Por motivos óbvios o projeto está sendo bastante contestado, há mais de uma década, no entanto, o plenário do Senado aprovou, no fim da noite da última terça-feira (18 de junho de 2013) , o projeto do Ato Médico, que regulamenta o exercício da medicina e estabelece atividades que serão privativas dos médicos e as que poderão ser executadas por outros profissionais de saúde.

Após mais de 11 anos em tramitação pelo Congresso Nacional, o projeto de lei foi aprovado pelo Senado Federal com apenas 1 voto contra, do Senador Aloysio Nunes Ferreira (PSDB) de São Paulo. Contrário à aprovação do projeto, o senador Aloysio Nunes argumentou que o texto é excessivamente minucioso e não abarca questões próprias da modernidade como as ressalvas práticas terapêuticas alternativas – caso da acupuntura e da homeopatia.

A polêmica em torno do Ato Médico – além das tantas categorias afetadas, como já mencionamos acima – é que dada regra pode trazer uma série de problemas para o atendimento na rede pública de saúde, sobretudo nos casos das doenças negligenciadas. Um dos alicerces da assistência é o atendimento por equipes. “Todos nós, inclusive nós médicos aprendemos sobre a importância de uma equipe”, completou o ministro da Saúde, Alexandre Padilha. O ministro disse também nesta quarta-feira, no Senado Federal, que o Executivo precisa analisar os detalhes do texto do projeto conhecido como Ato Médico, aprovado ontem pelos parlamentares, antes de sancionar a lei.

“Precisamos ver o texto final aprovado para emitir qualquer opinião porque foram feitas muitas mudanças ao longo da tramitação na Câmara e no Senado.

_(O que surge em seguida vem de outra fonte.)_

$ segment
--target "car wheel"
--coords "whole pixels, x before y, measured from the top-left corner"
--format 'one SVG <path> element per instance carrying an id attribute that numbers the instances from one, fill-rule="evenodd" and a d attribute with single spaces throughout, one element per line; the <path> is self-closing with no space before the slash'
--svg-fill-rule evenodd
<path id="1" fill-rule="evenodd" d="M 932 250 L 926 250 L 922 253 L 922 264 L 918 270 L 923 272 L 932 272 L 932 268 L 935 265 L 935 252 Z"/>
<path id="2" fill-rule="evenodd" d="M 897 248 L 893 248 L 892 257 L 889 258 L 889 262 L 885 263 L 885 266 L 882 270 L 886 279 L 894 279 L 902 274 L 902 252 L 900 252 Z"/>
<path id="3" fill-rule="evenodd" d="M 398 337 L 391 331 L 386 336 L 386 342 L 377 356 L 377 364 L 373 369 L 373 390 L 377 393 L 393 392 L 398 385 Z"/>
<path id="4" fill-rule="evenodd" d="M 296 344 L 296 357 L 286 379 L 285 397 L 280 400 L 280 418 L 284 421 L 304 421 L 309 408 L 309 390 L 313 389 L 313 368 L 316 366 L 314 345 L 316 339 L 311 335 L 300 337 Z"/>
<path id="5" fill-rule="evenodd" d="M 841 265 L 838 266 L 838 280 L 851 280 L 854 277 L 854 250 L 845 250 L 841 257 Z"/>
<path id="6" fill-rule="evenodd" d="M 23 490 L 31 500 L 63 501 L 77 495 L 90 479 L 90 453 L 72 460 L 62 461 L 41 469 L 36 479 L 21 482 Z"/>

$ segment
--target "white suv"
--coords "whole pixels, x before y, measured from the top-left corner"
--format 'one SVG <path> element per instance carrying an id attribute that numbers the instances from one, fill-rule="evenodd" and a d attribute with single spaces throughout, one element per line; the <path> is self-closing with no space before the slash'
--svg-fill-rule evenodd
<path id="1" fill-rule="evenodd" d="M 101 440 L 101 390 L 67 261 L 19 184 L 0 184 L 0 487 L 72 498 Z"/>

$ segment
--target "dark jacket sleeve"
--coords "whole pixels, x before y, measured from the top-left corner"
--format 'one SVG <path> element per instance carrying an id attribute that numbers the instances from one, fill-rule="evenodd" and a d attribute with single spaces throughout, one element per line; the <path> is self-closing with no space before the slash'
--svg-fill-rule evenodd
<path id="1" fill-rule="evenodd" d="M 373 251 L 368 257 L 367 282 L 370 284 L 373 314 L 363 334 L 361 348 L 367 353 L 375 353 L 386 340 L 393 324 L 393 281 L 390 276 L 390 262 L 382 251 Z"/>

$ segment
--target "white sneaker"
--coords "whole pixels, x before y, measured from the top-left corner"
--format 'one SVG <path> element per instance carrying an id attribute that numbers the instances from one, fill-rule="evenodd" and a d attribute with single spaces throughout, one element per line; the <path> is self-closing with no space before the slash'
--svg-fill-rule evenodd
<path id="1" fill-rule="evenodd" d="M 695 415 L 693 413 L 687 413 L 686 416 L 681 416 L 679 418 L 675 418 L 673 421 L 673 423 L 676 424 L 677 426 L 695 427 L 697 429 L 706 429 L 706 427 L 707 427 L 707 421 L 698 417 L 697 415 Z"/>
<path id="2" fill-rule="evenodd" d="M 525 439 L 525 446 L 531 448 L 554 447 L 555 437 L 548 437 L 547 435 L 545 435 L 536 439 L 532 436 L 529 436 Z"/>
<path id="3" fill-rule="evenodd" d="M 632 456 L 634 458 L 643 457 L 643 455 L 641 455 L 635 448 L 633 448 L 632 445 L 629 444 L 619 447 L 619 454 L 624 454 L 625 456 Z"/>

O texto final foi bastante alterado em relação ao original: é importante valorizar a profissão médica e garantir a proteção do paciente” – Alexandre Padilha

Não somos contrários que se valorizem a profissão do médico, muito pelo contrário, o que nos levantamos contra e acreditamos que seja totalmente legitimo de protesto é a hiper valorização desta profissão em detrimento de todas as outras.  Além do risco eminente de danos ao precário sistema de saúde pública.

Conversamos com o body piercer representante da SETAPSindicato dos Tatuadores e Body Piercers para entendermos o impacto da aprovação (caso houvesse) do Ato Médico nas profissões do tatuador e body piercer.

A nossa intenção é levar esclarecimentos aos profissionais da tatuagem e do piercing, uma vez que o texto coloca que todos os procedimentos invasivos que não se deem através de orifícios naturais deverão ser prescritos por um médico.

“§ 4º Procedimentos invasivos, para os efeitos desta Lei, são os caracterizados por quaisquer das seguintes situações:

  • I – invasão da epiderme e derme com o uso de produtos químicos ou abrasivos;
  • II – invasão da pele atingindo o tecido subcutâneo para injeção, sucção, punção, insuflação, drenagem, instilação ou enxertia, com ou sem o uso de agentes químicos ou físicos;”

O piercer nos contou  que no ano de 2007 esteve reunido – na ocasião, representando o SETAP)  – com o Conselho Federal de Medicina para discutir sobre a liberdade profissional em relação aos artigos e incisos que compõe o respectivo projeto de lei, especificamente no quesito punção, visto que tatuadores e body piercers utilizam da invasão da derme para inserir pigmentos e metais no corpo. Veja bem, não entraremos no mérito das outras modificações corporais, tais quais implantes, tongue splits, entre outras, pois estas já são consideradas como exercício ilegal da medicina segundo relatos de vários médicos.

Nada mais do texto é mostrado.